From the March 2003 issue of The Christian Science Journal

On paper it looked simple. An interfaith organization in Nashville, Tennessee, decided to plan a "Women in World Religions" conference. The purpose was to provide women with an opportunity to explain their deeply felt spiritual convictions. But, as the planning got underway, suspicion, deeply rooted hurt feelings, and anger at the community's treatment of religious minorities bubbled to the surface. Getting women to come to the first planning session turned out to be an exercise in grace.
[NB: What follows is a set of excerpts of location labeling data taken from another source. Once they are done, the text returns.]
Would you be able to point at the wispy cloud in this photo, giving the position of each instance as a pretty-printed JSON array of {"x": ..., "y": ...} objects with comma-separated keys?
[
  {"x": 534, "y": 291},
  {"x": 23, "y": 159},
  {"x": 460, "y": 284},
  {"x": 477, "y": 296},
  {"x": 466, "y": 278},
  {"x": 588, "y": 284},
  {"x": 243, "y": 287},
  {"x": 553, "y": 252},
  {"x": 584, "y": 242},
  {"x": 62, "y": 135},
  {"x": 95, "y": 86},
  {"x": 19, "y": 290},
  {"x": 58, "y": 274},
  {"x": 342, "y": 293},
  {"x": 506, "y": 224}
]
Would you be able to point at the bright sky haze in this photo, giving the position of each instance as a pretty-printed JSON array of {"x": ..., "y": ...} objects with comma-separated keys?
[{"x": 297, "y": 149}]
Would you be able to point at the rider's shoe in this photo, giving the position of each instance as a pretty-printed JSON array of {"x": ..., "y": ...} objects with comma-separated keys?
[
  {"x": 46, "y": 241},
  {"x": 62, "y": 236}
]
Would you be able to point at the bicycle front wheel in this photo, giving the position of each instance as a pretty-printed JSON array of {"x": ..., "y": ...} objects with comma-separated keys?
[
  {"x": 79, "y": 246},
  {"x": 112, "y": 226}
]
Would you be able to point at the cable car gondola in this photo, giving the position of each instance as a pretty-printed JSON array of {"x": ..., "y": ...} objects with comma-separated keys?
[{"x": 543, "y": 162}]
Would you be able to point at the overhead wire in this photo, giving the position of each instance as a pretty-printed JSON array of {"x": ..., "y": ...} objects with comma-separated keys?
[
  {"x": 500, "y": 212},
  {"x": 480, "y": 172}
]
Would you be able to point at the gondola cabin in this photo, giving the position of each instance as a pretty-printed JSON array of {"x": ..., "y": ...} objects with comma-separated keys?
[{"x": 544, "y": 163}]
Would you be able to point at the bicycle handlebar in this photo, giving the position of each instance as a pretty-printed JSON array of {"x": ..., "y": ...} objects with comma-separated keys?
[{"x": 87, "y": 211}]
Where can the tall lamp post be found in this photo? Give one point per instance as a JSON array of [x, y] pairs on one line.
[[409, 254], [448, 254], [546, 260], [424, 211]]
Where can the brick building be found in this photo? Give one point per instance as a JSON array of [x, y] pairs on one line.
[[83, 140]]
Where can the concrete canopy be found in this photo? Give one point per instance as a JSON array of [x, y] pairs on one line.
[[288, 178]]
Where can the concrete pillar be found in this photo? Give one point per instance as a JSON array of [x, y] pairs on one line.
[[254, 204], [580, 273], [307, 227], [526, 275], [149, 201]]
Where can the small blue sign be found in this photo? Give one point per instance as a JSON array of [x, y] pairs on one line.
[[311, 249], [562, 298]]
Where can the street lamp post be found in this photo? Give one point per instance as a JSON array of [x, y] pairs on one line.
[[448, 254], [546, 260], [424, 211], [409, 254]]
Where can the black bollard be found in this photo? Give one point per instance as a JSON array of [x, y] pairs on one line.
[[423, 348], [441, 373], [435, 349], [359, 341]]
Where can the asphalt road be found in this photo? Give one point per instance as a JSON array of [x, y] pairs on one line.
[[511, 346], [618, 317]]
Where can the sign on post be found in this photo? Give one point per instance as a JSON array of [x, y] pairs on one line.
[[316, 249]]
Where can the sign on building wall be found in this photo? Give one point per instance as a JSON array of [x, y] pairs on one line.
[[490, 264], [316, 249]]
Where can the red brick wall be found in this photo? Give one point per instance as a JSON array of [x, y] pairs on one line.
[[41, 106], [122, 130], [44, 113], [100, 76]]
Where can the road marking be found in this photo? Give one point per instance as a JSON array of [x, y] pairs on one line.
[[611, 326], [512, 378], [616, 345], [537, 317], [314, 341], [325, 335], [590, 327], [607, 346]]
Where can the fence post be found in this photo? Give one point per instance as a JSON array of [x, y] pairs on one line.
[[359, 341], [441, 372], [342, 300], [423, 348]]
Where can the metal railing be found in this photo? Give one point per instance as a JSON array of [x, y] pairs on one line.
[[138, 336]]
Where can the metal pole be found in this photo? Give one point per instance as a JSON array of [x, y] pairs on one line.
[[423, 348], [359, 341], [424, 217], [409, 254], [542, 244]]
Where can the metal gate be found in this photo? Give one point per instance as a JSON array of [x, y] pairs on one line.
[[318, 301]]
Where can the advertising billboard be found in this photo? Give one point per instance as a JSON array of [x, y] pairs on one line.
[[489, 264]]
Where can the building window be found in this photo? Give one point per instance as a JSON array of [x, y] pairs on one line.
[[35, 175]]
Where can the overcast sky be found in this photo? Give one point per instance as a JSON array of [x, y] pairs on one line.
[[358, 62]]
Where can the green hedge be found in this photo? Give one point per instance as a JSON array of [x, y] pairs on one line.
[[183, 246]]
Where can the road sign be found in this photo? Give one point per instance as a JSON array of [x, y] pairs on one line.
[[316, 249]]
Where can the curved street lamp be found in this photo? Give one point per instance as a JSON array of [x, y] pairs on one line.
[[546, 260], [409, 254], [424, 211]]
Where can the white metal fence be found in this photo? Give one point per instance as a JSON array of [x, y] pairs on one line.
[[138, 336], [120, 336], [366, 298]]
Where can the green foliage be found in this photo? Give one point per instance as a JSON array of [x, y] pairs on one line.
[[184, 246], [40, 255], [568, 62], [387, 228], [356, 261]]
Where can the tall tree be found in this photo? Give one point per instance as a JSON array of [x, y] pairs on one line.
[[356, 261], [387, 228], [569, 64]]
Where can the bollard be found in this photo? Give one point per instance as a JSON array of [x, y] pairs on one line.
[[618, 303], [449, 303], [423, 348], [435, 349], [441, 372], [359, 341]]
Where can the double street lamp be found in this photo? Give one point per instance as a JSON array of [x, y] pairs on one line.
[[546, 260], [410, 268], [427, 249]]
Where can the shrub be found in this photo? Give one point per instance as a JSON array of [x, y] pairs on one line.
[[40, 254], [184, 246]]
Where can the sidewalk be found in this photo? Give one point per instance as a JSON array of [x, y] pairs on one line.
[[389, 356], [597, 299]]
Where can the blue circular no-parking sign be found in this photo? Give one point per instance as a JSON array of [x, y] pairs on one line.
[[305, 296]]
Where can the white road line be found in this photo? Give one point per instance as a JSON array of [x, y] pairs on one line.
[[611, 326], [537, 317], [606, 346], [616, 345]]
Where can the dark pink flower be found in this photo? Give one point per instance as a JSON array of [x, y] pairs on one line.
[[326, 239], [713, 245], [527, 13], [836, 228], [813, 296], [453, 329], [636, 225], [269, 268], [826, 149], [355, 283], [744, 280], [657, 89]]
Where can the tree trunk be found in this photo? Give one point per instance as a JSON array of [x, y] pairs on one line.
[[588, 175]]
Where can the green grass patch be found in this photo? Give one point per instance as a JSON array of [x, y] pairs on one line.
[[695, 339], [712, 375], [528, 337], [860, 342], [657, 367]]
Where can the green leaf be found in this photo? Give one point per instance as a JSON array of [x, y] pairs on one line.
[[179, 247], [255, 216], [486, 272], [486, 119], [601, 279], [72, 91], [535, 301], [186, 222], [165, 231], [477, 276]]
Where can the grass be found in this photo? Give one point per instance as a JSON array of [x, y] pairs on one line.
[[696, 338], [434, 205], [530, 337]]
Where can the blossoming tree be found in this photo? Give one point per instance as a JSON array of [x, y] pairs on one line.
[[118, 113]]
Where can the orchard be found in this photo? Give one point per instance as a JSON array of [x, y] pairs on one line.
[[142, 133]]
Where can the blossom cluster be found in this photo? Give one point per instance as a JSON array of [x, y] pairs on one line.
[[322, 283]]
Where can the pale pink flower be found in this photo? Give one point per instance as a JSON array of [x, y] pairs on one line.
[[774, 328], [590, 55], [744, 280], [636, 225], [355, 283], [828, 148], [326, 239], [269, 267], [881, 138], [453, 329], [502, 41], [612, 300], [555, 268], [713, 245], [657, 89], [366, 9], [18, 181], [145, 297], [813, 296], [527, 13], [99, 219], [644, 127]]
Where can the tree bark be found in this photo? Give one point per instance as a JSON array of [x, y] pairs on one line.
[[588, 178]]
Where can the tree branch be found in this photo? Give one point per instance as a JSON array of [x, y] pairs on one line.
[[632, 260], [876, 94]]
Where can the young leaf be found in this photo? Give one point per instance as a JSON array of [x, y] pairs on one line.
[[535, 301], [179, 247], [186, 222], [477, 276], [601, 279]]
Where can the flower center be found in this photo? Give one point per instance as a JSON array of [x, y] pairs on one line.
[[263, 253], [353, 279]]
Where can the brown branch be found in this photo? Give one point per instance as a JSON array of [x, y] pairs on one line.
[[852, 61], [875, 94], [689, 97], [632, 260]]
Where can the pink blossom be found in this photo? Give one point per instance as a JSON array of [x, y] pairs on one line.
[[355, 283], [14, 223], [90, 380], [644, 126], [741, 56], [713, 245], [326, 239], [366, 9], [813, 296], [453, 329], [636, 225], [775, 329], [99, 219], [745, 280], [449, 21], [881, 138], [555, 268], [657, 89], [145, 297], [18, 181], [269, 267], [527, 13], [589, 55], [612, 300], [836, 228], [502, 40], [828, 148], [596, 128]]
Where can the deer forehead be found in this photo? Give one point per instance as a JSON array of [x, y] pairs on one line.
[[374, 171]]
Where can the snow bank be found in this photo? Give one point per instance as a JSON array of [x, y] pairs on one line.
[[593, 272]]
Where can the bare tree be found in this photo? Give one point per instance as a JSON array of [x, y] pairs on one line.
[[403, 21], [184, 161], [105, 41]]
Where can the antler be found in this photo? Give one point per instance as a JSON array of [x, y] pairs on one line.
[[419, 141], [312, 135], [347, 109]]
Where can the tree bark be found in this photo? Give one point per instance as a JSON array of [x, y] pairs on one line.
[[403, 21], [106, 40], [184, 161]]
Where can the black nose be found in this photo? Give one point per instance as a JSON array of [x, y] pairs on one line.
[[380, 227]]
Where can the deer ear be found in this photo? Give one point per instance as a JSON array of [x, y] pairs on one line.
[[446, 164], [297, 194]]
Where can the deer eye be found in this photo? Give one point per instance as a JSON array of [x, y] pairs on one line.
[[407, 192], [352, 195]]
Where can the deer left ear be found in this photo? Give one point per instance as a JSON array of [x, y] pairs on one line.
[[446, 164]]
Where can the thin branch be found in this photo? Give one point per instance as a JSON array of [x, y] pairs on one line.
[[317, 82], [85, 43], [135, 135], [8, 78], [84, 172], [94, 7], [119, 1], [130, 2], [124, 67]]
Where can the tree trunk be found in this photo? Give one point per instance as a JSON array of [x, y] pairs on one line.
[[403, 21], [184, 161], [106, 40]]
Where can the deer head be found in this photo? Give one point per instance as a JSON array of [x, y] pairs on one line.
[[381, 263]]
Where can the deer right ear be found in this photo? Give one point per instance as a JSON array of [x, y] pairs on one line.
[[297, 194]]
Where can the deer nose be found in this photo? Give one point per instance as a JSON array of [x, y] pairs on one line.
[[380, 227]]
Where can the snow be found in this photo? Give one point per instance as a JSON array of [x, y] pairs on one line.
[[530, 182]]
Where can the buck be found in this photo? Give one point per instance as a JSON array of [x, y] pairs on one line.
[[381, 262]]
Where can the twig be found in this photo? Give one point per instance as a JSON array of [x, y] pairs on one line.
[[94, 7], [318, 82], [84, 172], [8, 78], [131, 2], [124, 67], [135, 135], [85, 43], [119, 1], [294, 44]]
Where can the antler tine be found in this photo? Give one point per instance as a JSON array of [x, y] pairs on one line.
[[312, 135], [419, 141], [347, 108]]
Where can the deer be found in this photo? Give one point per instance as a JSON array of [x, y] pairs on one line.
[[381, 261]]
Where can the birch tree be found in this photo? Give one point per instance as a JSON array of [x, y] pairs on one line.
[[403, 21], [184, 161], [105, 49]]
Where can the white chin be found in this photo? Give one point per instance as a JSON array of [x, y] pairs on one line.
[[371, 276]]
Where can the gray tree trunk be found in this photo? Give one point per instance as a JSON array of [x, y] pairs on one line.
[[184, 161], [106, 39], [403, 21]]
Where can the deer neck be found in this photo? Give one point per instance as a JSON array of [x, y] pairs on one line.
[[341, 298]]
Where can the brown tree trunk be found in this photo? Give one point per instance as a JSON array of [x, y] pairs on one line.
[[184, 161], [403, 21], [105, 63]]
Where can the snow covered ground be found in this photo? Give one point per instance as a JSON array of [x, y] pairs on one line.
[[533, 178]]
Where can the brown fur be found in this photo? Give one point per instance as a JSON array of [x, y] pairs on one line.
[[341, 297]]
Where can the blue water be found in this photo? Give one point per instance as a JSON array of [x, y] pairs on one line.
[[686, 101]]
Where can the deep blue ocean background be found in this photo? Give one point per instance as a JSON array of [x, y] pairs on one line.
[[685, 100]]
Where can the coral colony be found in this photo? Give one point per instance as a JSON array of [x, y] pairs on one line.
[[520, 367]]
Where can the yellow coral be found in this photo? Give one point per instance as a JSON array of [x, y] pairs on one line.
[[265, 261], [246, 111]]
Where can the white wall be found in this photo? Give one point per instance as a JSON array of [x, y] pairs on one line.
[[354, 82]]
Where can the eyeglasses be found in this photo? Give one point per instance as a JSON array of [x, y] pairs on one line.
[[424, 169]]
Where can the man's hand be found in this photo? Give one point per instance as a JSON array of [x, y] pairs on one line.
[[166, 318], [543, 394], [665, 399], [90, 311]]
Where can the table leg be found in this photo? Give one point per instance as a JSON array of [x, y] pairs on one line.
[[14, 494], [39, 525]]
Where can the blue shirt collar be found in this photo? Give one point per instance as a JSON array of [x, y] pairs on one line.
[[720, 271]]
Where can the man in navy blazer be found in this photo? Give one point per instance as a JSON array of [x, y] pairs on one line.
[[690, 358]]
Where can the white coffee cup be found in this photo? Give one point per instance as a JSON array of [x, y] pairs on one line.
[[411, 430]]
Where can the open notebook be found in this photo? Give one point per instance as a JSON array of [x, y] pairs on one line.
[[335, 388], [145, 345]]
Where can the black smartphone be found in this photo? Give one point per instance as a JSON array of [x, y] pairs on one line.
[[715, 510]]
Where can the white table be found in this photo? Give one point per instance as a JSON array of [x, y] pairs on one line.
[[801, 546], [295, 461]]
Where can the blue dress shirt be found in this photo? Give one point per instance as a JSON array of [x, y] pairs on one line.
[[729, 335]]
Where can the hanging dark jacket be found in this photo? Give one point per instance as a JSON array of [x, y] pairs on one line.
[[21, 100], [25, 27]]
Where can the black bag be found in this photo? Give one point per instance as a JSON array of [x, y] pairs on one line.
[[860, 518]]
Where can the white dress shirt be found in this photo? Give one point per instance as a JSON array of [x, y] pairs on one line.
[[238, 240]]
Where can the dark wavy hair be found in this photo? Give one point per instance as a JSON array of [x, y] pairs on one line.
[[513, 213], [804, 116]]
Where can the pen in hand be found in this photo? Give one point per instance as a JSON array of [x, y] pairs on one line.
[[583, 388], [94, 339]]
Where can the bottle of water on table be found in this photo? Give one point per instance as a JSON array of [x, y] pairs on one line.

Prayer, love, and respect, though, were what eventually brought the group together. At the planning sessions, the deeper spiritual truths upon which we all agreed began to surface. And the conference ended up reflecting this unity. Hindus, Muslims, Buddhists, Bahais, Orthodox, Reform, and Conservative Jews, and Christians from numerous denominations attended with a motive to inform, not convert. The diversity of dress and religious practice was amazing. And it didn't divide the participants. It seemed that God brought people together on a divine, rather than a human, basis. The atmosphere resonated with love and joyous expectation.

Being able to express our deepest religious convictions, share how God was visible in our lives, explain the scriptures that brought us all inspiration, comfort, and guidance was like breathing out after holding one's breath for a lifetime. Friendships were forged that continue more than ten years later.